Сигизмунд смутно припомнил: рассказывал что-то Федор об идиотских похождениях шурина в свиной жиже.

— Ну так и что? Какое отношение имеет свиное болото и твой шурин к самодержавию, православию и народности?

— К почве. К корням. Нам расширяться надо, правильно вы говорите. Так?

— Ну, — согласился Сигизмунд.

— Ну так смотрите сами. Вы сейчас в контакте с этими рыболовами. С прибалтами. Которые девку у вас забыли. А этот навоз — золотое дно. У меня шурину журнальчик подарили иностранный, худо-бедно статейку там одну перевели. В статейке-то как раз про подобные случаи и пишется. Почему навоз так смердит? Потому что реакция идет. Окисление. Эту реакцию надо вовремя погасить. Тогда вони не будет, а микроэлементы полезные все останутся.
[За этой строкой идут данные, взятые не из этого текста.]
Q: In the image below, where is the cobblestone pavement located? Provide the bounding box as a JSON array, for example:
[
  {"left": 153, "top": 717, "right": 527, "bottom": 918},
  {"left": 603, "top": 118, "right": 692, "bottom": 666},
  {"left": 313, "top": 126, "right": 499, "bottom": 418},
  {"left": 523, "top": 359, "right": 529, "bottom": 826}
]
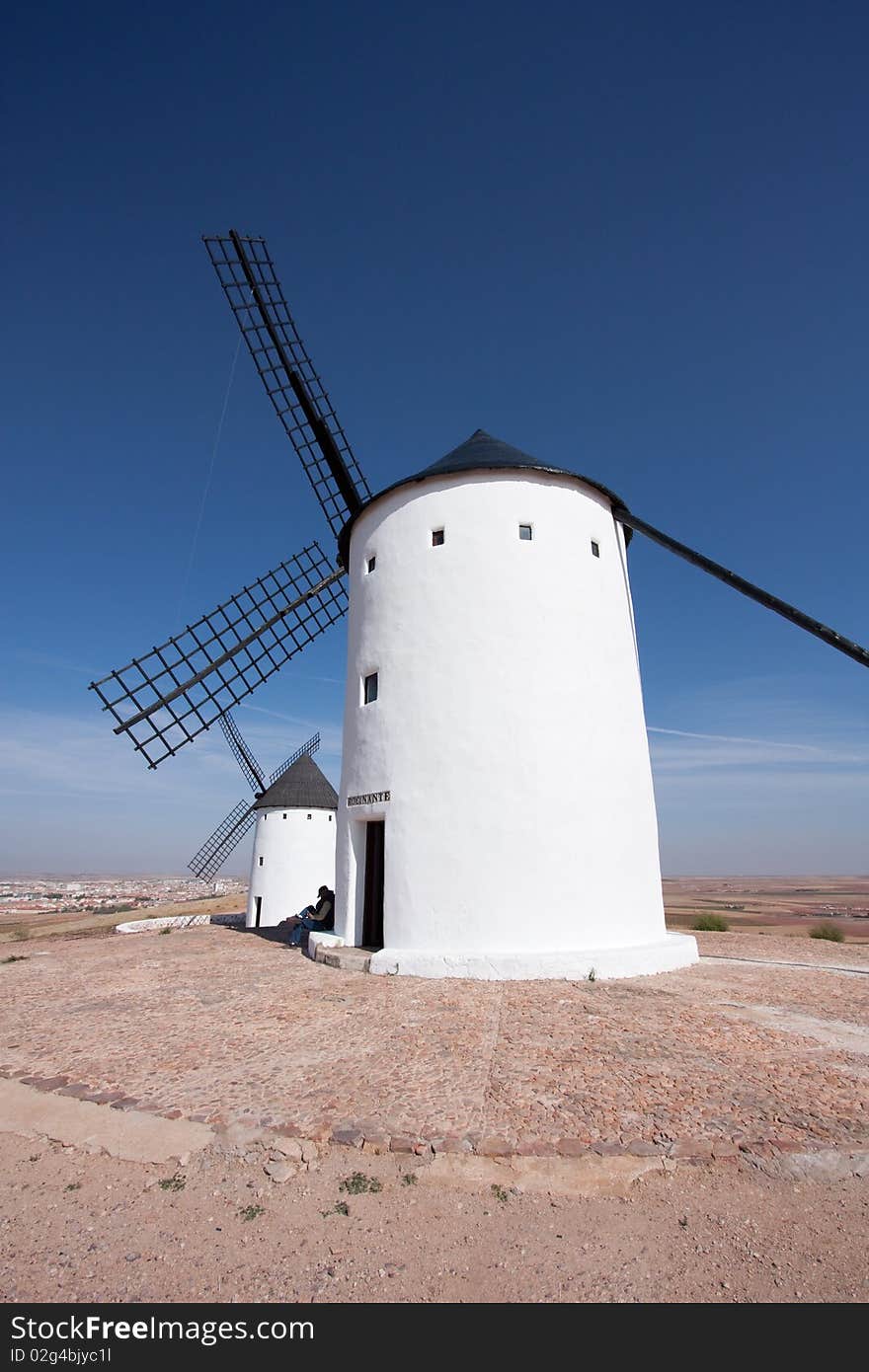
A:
[{"left": 0, "top": 928, "right": 869, "bottom": 1157}]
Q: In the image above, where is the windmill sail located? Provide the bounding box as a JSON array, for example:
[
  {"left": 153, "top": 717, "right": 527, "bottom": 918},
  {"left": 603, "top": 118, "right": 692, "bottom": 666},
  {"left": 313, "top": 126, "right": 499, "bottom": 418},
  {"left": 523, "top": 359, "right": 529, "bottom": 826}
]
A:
[
  {"left": 613, "top": 506, "right": 869, "bottom": 667},
  {"left": 203, "top": 229, "right": 370, "bottom": 538},
  {"left": 89, "top": 543, "right": 348, "bottom": 767},
  {"left": 187, "top": 800, "right": 257, "bottom": 880},
  {"left": 218, "top": 711, "right": 265, "bottom": 796},
  {"left": 264, "top": 729, "right": 320, "bottom": 789}
]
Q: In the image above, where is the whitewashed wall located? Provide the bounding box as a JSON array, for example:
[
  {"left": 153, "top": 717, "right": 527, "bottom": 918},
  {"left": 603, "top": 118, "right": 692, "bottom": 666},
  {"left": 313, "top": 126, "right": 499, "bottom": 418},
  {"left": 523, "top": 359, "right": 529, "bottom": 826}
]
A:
[
  {"left": 246, "top": 808, "right": 338, "bottom": 928},
  {"left": 335, "top": 472, "right": 696, "bottom": 977}
]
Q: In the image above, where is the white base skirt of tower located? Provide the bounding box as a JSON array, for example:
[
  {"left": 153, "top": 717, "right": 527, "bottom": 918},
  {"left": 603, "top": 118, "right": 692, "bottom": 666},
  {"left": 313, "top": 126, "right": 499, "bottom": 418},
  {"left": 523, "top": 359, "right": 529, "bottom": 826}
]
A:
[{"left": 369, "top": 935, "right": 700, "bottom": 981}]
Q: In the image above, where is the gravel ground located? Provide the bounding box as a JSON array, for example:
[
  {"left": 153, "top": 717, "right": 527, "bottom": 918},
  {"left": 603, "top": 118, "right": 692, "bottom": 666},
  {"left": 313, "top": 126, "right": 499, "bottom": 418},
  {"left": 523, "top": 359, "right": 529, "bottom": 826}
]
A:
[
  {"left": 0, "top": 1135, "right": 869, "bottom": 1302},
  {"left": 0, "top": 928, "right": 869, "bottom": 1153}
]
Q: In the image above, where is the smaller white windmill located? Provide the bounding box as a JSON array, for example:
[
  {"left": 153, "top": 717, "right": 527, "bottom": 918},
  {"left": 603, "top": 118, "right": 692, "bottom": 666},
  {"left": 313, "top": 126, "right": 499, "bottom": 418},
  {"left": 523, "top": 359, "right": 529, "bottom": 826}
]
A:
[
  {"left": 187, "top": 711, "right": 325, "bottom": 905},
  {"left": 246, "top": 753, "right": 338, "bottom": 929}
]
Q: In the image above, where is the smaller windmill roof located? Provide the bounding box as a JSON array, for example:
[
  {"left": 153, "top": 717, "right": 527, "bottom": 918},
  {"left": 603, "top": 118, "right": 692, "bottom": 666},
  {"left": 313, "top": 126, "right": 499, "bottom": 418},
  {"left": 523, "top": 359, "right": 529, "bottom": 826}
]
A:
[
  {"left": 338, "top": 429, "right": 631, "bottom": 567},
  {"left": 254, "top": 753, "right": 338, "bottom": 809}
]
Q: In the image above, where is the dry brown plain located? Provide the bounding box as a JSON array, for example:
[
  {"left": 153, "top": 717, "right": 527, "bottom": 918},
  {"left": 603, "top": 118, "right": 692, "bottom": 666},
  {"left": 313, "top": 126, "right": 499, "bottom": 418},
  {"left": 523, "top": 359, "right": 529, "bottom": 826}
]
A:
[{"left": 663, "top": 877, "right": 869, "bottom": 943}]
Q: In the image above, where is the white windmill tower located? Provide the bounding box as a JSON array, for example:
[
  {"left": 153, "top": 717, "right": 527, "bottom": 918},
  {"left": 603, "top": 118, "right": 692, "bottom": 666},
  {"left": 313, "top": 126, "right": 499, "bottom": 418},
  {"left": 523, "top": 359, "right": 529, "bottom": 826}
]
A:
[
  {"left": 92, "top": 231, "right": 869, "bottom": 977},
  {"left": 335, "top": 429, "right": 697, "bottom": 978}
]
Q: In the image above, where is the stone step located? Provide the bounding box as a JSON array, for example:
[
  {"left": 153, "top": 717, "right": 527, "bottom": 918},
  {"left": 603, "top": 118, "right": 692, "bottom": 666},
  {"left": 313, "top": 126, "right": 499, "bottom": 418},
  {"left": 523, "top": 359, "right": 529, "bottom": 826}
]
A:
[{"left": 314, "top": 944, "right": 372, "bottom": 971}]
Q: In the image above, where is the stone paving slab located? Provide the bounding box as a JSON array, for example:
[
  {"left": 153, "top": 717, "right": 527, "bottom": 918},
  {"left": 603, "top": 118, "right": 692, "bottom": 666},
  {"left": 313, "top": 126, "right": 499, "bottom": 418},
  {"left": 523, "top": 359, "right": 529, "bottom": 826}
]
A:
[{"left": 0, "top": 928, "right": 869, "bottom": 1160}]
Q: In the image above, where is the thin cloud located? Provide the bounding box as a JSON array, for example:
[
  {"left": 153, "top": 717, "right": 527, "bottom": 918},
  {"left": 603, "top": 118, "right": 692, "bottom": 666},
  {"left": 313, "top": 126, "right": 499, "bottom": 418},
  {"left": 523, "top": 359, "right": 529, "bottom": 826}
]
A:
[{"left": 647, "top": 724, "right": 824, "bottom": 755}]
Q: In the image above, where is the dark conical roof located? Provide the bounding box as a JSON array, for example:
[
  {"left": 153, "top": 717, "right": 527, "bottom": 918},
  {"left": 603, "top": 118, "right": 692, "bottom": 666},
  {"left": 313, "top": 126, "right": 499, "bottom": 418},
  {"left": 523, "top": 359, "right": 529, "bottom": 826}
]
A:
[
  {"left": 254, "top": 753, "right": 338, "bottom": 809},
  {"left": 338, "top": 429, "right": 631, "bottom": 567}
]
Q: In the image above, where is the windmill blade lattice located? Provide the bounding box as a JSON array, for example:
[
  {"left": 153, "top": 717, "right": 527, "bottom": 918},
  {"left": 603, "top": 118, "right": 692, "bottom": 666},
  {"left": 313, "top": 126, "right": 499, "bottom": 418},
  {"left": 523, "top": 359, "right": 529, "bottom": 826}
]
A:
[
  {"left": 203, "top": 231, "right": 370, "bottom": 538},
  {"left": 613, "top": 507, "right": 869, "bottom": 667},
  {"left": 187, "top": 800, "right": 257, "bottom": 880},
  {"left": 269, "top": 729, "right": 320, "bottom": 786},
  {"left": 218, "top": 711, "right": 265, "bottom": 796},
  {"left": 89, "top": 543, "right": 348, "bottom": 767}
]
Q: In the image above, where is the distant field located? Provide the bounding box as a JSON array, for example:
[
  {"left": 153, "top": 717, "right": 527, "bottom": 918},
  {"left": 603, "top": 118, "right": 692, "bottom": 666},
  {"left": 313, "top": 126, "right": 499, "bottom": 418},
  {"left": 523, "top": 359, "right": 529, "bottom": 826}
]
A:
[
  {"left": 663, "top": 877, "right": 869, "bottom": 943},
  {"left": 0, "top": 877, "right": 869, "bottom": 943},
  {"left": 0, "top": 892, "right": 247, "bottom": 943}
]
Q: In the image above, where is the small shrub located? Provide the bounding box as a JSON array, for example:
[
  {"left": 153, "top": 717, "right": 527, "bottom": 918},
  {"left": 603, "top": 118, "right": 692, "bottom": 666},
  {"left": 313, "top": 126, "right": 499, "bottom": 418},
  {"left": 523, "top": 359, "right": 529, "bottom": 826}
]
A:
[
  {"left": 320, "top": 1200, "right": 351, "bottom": 1220},
  {"left": 690, "top": 915, "right": 731, "bottom": 935},
  {"left": 809, "top": 919, "right": 844, "bottom": 943},
  {"left": 338, "top": 1172, "right": 383, "bottom": 1196},
  {"left": 158, "top": 1172, "right": 187, "bottom": 1191}
]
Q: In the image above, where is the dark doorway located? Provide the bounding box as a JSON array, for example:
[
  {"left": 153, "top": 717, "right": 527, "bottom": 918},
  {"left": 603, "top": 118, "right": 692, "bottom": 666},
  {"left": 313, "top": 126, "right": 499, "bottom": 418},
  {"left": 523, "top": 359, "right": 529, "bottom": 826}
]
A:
[{"left": 362, "top": 819, "right": 386, "bottom": 948}]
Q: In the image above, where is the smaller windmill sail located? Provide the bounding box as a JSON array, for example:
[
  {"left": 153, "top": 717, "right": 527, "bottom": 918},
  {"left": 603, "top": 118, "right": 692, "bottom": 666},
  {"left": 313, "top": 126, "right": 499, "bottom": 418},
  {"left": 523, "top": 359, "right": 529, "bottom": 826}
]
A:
[
  {"left": 263, "top": 729, "right": 320, "bottom": 791},
  {"left": 89, "top": 543, "right": 348, "bottom": 767},
  {"left": 218, "top": 711, "right": 265, "bottom": 796},
  {"left": 187, "top": 800, "right": 257, "bottom": 880},
  {"left": 203, "top": 229, "right": 370, "bottom": 538}
]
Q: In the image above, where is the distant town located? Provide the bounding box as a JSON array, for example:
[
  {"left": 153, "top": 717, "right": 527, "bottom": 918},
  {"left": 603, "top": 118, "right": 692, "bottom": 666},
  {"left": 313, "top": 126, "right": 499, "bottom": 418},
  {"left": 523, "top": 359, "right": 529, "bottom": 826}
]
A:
[{"left": 0, "top": 874, "right": 247, "bottom": 917}]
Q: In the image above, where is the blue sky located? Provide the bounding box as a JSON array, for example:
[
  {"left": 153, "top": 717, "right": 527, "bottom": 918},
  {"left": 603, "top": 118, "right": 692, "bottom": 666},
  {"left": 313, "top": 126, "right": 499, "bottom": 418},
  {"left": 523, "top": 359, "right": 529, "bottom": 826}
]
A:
[{"left": 0, "top": 0, "right": 869, "bottom": 874}]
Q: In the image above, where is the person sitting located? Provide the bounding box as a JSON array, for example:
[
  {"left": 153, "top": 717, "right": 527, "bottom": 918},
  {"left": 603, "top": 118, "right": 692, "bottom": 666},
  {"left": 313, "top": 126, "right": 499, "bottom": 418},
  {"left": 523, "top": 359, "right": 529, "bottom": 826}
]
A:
[{"left": 284, "top": 886, "right": 335, "bottom": 948}]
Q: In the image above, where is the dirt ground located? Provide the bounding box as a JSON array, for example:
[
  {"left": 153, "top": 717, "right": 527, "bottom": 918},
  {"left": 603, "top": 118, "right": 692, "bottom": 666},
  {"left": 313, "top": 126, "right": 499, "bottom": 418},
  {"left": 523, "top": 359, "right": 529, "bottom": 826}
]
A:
[{"left": 0, "top": 1135, "right": 869, "bottom": 1302}]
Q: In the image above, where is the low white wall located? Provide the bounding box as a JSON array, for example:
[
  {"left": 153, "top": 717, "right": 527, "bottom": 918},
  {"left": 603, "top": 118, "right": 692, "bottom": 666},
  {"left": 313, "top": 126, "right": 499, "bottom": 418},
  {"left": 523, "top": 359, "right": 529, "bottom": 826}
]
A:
[{"left": 116, "top": 915, "right": 244, "bottom": 935}]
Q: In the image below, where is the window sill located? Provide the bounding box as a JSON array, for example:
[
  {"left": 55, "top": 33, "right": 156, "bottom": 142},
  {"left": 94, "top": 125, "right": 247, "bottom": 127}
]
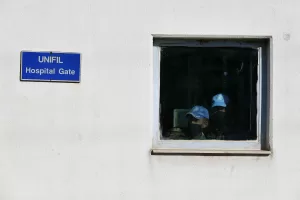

Свиное говно — оно же со страшной силой втягивает в себя из почвы полезные ионы. Точно говорю, лесок там возле этого свиного болота — хилый! Ничего там не водится! У шурина корешок один есть, физик-ядерщик, он знает, как уран обогащать. Со свиным говном тем более справится. В общем, Сигизмунд Борисович, ежели прибалтам концентрат с ионами толкать, а взамен они бы нам треску всякую поставляли. Озолотимся! Дерьмо-то халявное. Ей-Богу, жалко смотреть, как пропадает по раздолбайству нашему российскому!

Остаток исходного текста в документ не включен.